Ziros leans into the counter and says, "If we find one item that's fake, guess how upset I'm going to be."

The manager gives up the safe and sure enough, there's nothing inside. Investigators do find two fake Burberry watches behind the counter, however.

"Oh yes," the manager says nonchalantly, eating a sandwich and eyeing the goods. "I bought these several years ago."

Norton is deflated. He had conducted four undercover counterfeit buys at this shop, this month. Chain pendants, mainly, with pirated Superman logos. But they're nowhere in sight this day.

"He must have sold them all," Norton says.

Down the hall, a hunched shoe salesman is wringing his wrists. A cop is stationed outside his storefront, and inside, one of Norton's undercover men is pawing Nikes stacked behind the counter.

When the counterfeit investigators search a store, the cop says, "It's like termites through wood." They eat through piles of product and leave the shelves bare but honest.

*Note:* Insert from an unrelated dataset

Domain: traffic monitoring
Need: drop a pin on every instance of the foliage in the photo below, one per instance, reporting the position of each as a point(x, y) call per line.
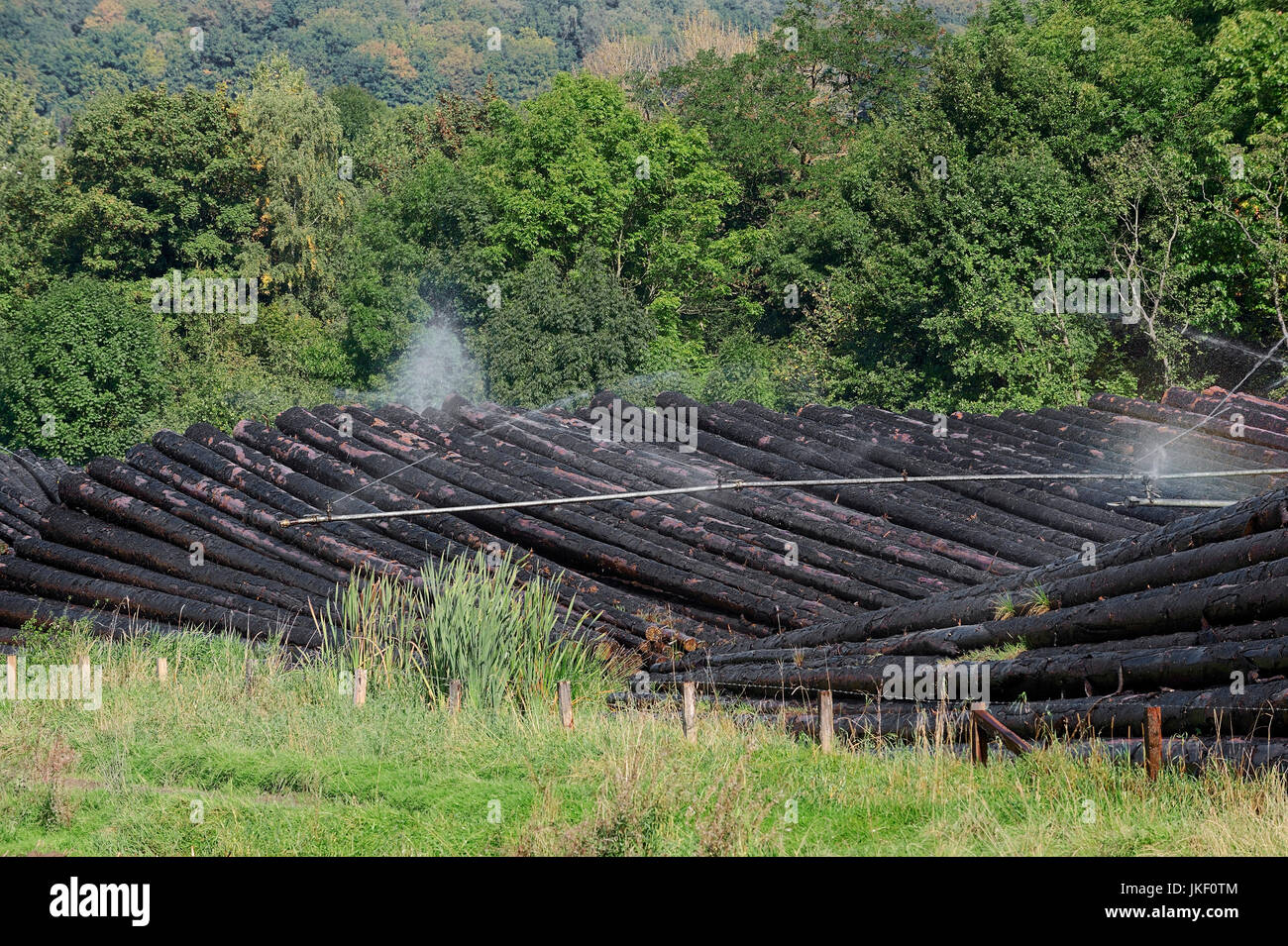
point(473, 620)
point(80, 369)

The officer explains six times to the protesting store owner that the shoes are fake. The serial number in every shoe is identical. The store owner doesn't get it.

"The fakes, I don't care," he says. "But these are real Nike. Real Nike."

The shoes are shoved into blue evidence bags, labeled with neon green seizure stickers.

"You can be convinced all you want," Ziros says, watching the bags get tagged for transport to an evidence locker.

The shop owner frets and mills, making phone calls and producing scraps of paper from shoe distributors in Los Angeles, as if they were evidence of his innocence.

Peering into a closed shop, the police see a rack of fake Louis Vuitton bags and hats. The real stuff isn't sold out of a swap meet stall. To enter the store without the owner in sight, they draft a search warrant on the spot, call a judge for approval, and get a pair of bolt cutters. Inside, they seize a wealth of fake designer purses and other items, including $68,000 in sunglasses, their shoddy construction a clear sign they are counterfeit.

The owner will find out when he's arrested.

And so the day goes.

One by one, vendors bend. They give up their stores while other merchants, not targeted in the raid, watch with bewilderment.

A salesman, nailed, wanders the swap meet, strangling a set of worry beads, waiting for investigators to finish collecting his counterfeit earrings, cut to resemble Michael Jordan's trademarked dunk.

The police fill a U-Haul truck with fake purses, clothes, shoes, sunglasses, jewelry.

The swap meet's uniformed security guard - done swearing that the swap meet is squeaky clean - hangs back quietly. Ziros, pacing the swap meet floor, stops, then leans over his shoulder to school the guard: "We didn't just come here to look."